8. Risk mitigation: By choosing a platform with robust security certifications, organizations can reduce their overall risk profile and potentially lower cybersecurity insurance costs.

Future of Security in the Claris Ecosystem <a name=”future-of-security-in-the-claris-ecosystem”></a>

The panel also touched on the future direction of security within the Claris ecosystem:

1. Continued investment: Claris representatives affirmed the company’s ongoing commitment to security, promising continued investment in both technology and processes to enhance data protection.
2. Expansion of certifications: While the current SOC 2 report covers Claris Connect, there are plans to expand this coverage to other Claris products in the future.
3. Enhanced integration with Apple security framework: As part of the Apple family, Claris will continue to leverage and integrate with Apple’s robust security infrastructure.
4. Focus on cloud security: With the increasing adoption of cloud solutions, Claris will continue to enhance its cloud security features and practices.
5. Emphasis on privacy: In line with global trends and regulations like GDPR, Claris will maintain a strong focus on data privacy alongside security.
6. Automation and AI in security: The panel hinted at potential future implementations of AI and machine learning to enhance threat detection and response capabilities.
7. Developer tools and resources: Claris plans to provide more tools and resources to help developers build secure applications on its platforms.
8. Continued community engagement: Recognizing the importance of the Claris community in maintaining a secure ecosystem, the company plans to increase its efforts to educate and engage with developers and users on security topics.

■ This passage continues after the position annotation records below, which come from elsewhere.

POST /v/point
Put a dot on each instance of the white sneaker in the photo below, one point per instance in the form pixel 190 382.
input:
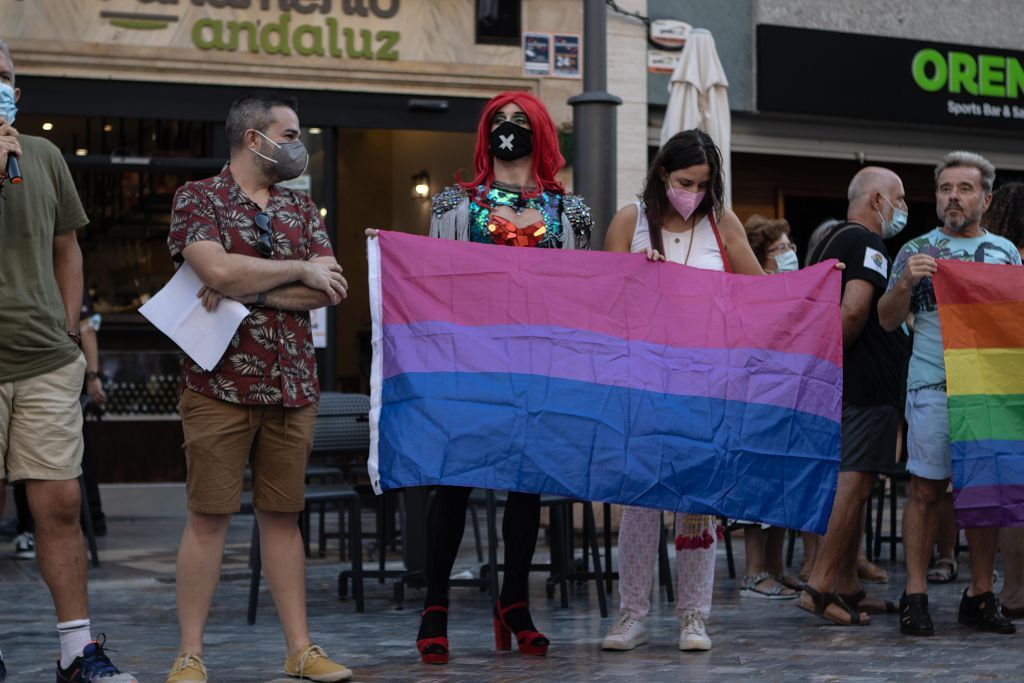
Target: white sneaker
pixel 692 635
pixel 25 546
pixel 626 634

Conclusion <a name=”conclusion”></a>

As the digital threat landscape continues to evolve at a rapid pace, Claris has demonstrated its unwavering commitment to security and compliance through significant investments in certifications, infrastructure, and best practices. By obtaining SOC 2 and ISO certifications, implementing rigorous internal controls, and fostering a culture of shared responsibility, Claris provides a secure foundation for businesses to build and deploy mission-critical applications.

However, the panel made it clear that security is not a destination, but an ongoing journey that requires vigilance from all stakeholders in the Claris ecosystem. Developers, consultants, and end-users all play crucial roles in maintaining the security of Claris solutions.

By staying informed about emerging threats, implementing industry best practices, and leveraging the secure infrastructure provided by Claris, developers and organizations can confidently build solutions that not only protect sensitive data but also meet the stringent compliance requirements of today’s business environment.

As we look to the future, it’s clear that security will remain at the forefront of Claris’ priorities. With ongoing investments in technology, processes, and community education, Claris is well-positioned to continue providing a secure and trusted platform for businesses of all sizes to innovate and thrive in an increasingly digital world.

The key takeaway from this enlightening discussion is that security in the Claris ecosystem is a collaborative effort.